Prior authorization is recommended. To authorize, call Blue Cross and Blue Shield of Montana (BCBSMT) Customer Service at 1-800-447-7828 or fax your request to the Medical Review Department at 406-441-4624. A retrospective review will be performed if services are not prior authorized.
BCBSMT considers scintigraphic imaging of the lower extremities for screening asymptomatic patients at risk of acute deep venous thrombus experimental, investigational and unproven.
Federal mandate prohibits denial of any drug, device or biological product fully approved by the FDA as investigational for the Federal Employee Program (FEP). In these instances coverage of these FDA-approved technologies are reviewed on the basis of medical necessity alone.
The purpose of medical policy is to guide coverage decisions and is not intended to influence treatment decisions. Providers are expected to make treatment decisions based on their medical judgment. BCBSMT recognizes the rapidly changing nature of technological development and welcomes provider feedback on all medical policies.
When using this policy to determine whether a service, supply or device will be covered, please note that member contract language will take precedence over medical policy when there is a conflict.
The following data are based on the package insert of AcuTect.
Two multicenter clinical studies included 243 patients with signs and symptoms of acute thrombus who underwent evaluation with scintigraphic imaging compared with contrast venography, considered the gold standard. The primary outcome of the studies was agreement between the interpretations of the blindly read scintigraphic and contrast venography studies. The criterion for efficacy end point was pre-set at 75% agreement, with the lower limit of the 95% confidence interval being 60%. This agreement rate took into account the blind read variability of venography due to the adverse impact of the reader being blinded to the clinical information on the patient. The agreement rate between the results of scintigraphy versus venography met this criterion.
It should be noted that the FDA-labeled indications are limited to symptomatic patients, and the data presented to the FDA focused on symptomatic patients. There are no data regarding the use of scintigraphic imaging in asymptomatic patients. Asymptomatic patients may represent a large percentage of patients undergoing imaging for DVT as a “rule out” test. For example, prior to hospital discharge after orthopedic procedures such as arthroplasties, many asymptomatic patients may undergo Doppler ultrasonography to rule out the presence of a thrombus. Data regarding this application of the scintigraphic imaging have not been published. The FDA labeling also states “How negative AcuTect images should be used in the diagnostic evaluation or therapeutic management of patients with suspected acute venous thrombosis has not been studied.”

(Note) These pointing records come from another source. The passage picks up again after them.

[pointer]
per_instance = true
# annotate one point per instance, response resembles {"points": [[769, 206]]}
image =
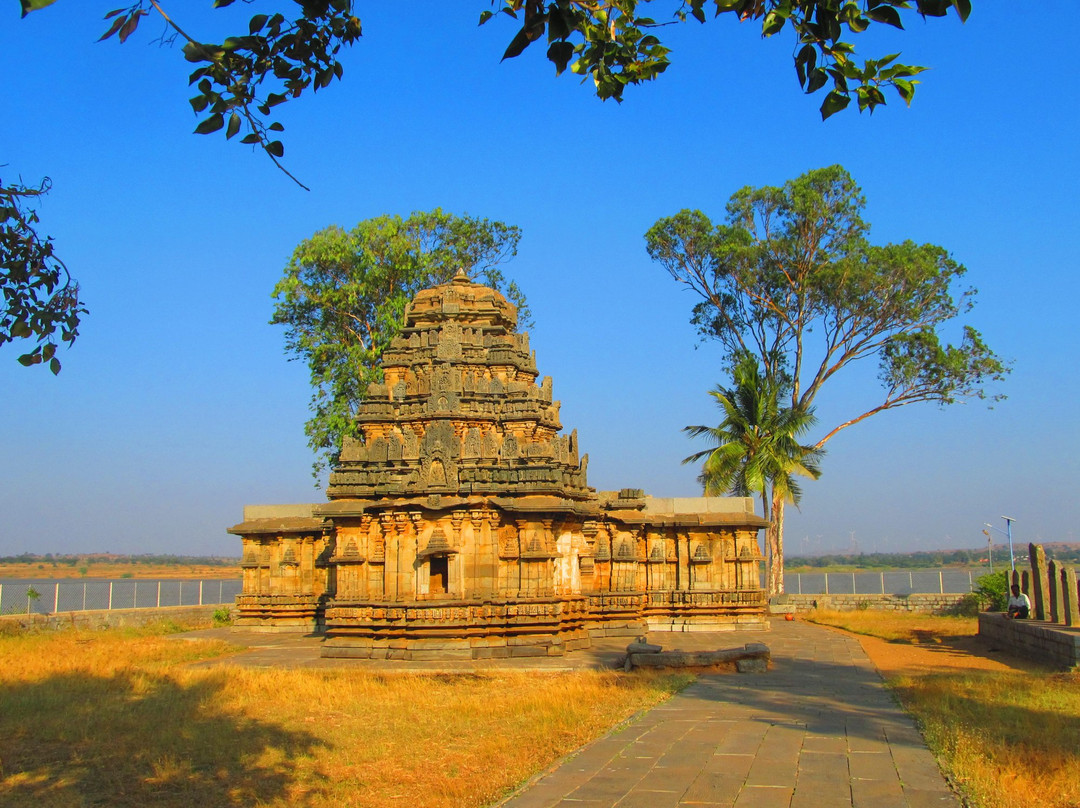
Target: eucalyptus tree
{"points": [[756, 450], [792, 278], [343, 294]]}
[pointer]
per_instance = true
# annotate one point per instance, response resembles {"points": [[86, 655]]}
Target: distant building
{"points": [[462, 525]]}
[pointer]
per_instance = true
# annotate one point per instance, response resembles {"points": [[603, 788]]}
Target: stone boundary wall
{"points": [[1035, 638], [109, 619], [921, 603]]}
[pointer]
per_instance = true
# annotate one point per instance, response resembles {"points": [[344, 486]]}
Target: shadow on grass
{"points": [[143, 739]]}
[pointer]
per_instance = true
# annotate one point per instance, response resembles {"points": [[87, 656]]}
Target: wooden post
{"points": [[1039, 581], [1071, 610]]}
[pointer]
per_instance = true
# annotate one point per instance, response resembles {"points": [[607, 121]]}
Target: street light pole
{"points": [[1012, 559], [989, 549]]}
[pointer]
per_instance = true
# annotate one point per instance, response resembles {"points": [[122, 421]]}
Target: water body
{"points": [[81, 594]]}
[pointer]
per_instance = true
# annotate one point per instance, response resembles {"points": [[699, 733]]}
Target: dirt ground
{"points": [[935, 655]]}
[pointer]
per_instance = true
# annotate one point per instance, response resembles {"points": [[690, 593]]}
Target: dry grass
{"points": [[115, 718], [1004, 737], [896, 627], [1007, 739]]}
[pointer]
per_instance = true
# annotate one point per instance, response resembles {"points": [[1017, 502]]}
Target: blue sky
{"points": [[177, 404]]}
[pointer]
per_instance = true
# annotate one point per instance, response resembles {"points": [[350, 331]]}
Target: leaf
{"points": [[29, 5], [886, 14], [518, 43], [561, 53], [773, 22], [131, 25], [117, 24], [817, 80], [905, 89], [211, 124], [834, 103]]}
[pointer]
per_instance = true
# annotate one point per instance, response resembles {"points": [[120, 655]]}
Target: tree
{"points": [[793, 280], [343, 294], [756, 450], [279, 57], [39, 296]]}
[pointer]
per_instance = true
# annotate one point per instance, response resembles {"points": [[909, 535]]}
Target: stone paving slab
{"points": [[818, 730]]}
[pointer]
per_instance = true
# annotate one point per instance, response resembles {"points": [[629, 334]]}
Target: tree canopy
{"points": [[280, 56], [793, 280], [40, 300], [756, 450], [343, 295]]}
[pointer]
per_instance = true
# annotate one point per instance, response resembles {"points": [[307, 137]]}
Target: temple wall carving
{"points": [[459, 521]]}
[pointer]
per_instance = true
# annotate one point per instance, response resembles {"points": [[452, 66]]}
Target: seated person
{"points": [[1018, 605]]}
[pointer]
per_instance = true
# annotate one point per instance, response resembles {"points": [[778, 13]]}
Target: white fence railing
{"points": [[923, 582], [46, 597]]}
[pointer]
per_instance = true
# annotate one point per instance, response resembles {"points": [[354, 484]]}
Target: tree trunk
{"points": [[774, 536], [767, 549]]}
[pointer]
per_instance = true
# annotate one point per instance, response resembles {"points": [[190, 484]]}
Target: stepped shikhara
{"points": [[460, 522]]}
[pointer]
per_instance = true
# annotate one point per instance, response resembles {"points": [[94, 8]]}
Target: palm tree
{"points": [[756, 452]]}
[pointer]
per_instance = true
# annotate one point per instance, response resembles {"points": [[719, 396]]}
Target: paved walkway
{"points": [[818, 730]]}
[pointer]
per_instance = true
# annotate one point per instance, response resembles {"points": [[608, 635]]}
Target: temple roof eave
{"points": [[279, 525], [689, 520]]}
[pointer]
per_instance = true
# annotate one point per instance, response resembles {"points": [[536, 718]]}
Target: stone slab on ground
{"points": [[818, 730]]}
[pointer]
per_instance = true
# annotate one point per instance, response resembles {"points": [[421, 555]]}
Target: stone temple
{"points": [[461, 523]]}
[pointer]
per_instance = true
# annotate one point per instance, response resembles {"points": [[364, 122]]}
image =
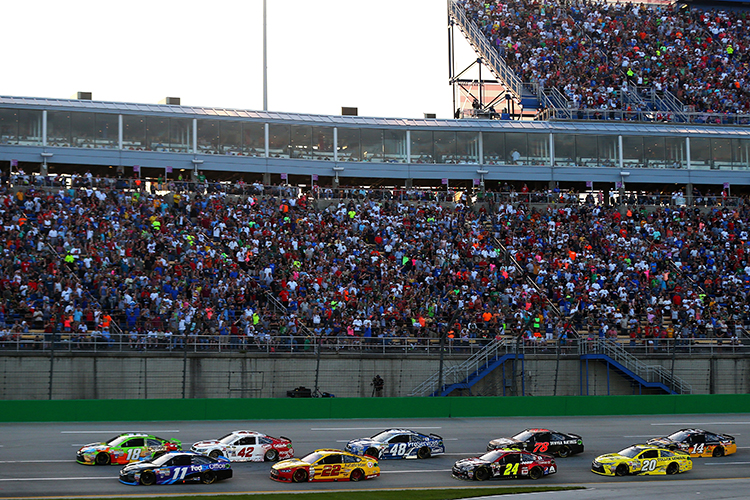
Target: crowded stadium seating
{"points": [[608, 55], [157, 265]]}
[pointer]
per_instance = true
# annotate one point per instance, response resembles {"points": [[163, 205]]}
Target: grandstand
{"points": [[614, 234]]}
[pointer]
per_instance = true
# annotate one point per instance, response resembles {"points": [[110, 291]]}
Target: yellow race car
{"points": [[642, 459], [326, 465]]}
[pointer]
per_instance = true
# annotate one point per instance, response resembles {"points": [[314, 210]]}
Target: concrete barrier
{"points": [[341, 408]]}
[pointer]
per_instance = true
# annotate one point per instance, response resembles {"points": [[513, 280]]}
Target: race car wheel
{"points": [[482, 474], [535, 473], [299, 476], [148, 478], [102, 459]]}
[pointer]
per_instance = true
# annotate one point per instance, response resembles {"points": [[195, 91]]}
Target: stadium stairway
{"points": [[646, 376], [469, 372]]}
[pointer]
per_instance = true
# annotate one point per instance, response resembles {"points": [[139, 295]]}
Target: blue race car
{"points": [[397, 443], [177, 467]]}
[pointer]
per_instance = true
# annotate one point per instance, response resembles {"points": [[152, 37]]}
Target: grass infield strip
{"points": [[400, 494]]}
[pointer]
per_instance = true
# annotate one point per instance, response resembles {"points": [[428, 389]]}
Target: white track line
{"points": [[361, 428], [120, 432], [57, 479], [33, 461], [688, 424], [409, 471]]}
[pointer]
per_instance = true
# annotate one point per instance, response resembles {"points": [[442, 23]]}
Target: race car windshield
{"points": [[523, 436], [491, 456], [383, 437], [226, 439], [312, 458], [679, 436], [630, 452], [162, 459]]}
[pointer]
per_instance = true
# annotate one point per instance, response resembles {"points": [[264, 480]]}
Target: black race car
{"points": [[698, 443], [177, 467], [541, 441], [505, 464]]}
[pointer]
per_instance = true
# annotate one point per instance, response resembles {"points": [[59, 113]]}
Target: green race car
{"points": [[126, 448]]}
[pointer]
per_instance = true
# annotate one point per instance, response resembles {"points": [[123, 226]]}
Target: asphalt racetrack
{"points": [[38, 460]]}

In addition, no data are available regarding the diagnostic performance of scintigraphic imaging compared with Duplex ultrasonography; a more commonly used diagnostic technique than contrast venography. Therefore, it is not known whether the evaluation of DVT is improved by routinely performing both ultrasonography and scintigraphic imaging. Some imaging protocols suggest the use of scintigraphic imaging in the setting of indeterminate or nondiagnostic ultrasonography in symptomatic patients.
A search of the MEDLINE Database through (2002 through September 2006) identified no new clinical trials that would alter the conclusions reached above.
Disclaimer for coding information on Medical Policies
Procedure and diagnosis codes on Medical Policy documents are included only as a general reference tool for each policy. They may not be all-inclusive.
The presence or absence of procedure, service, supply, device or diagnosis codes in a Medical Policy document has no relevance for determination of benefit coverage for members or reimbursement for providers. Only the written coverage position in a medical policy should be used for such determinations.
Benefit coverage determinations based on written Medical Policy coverage positions must include review of the member’s benefit contract or Summary Plan Description (SPD) for defined coverage vs. non-coverage, benefit exclusions, and benefit limitations such as dollar or duration caps.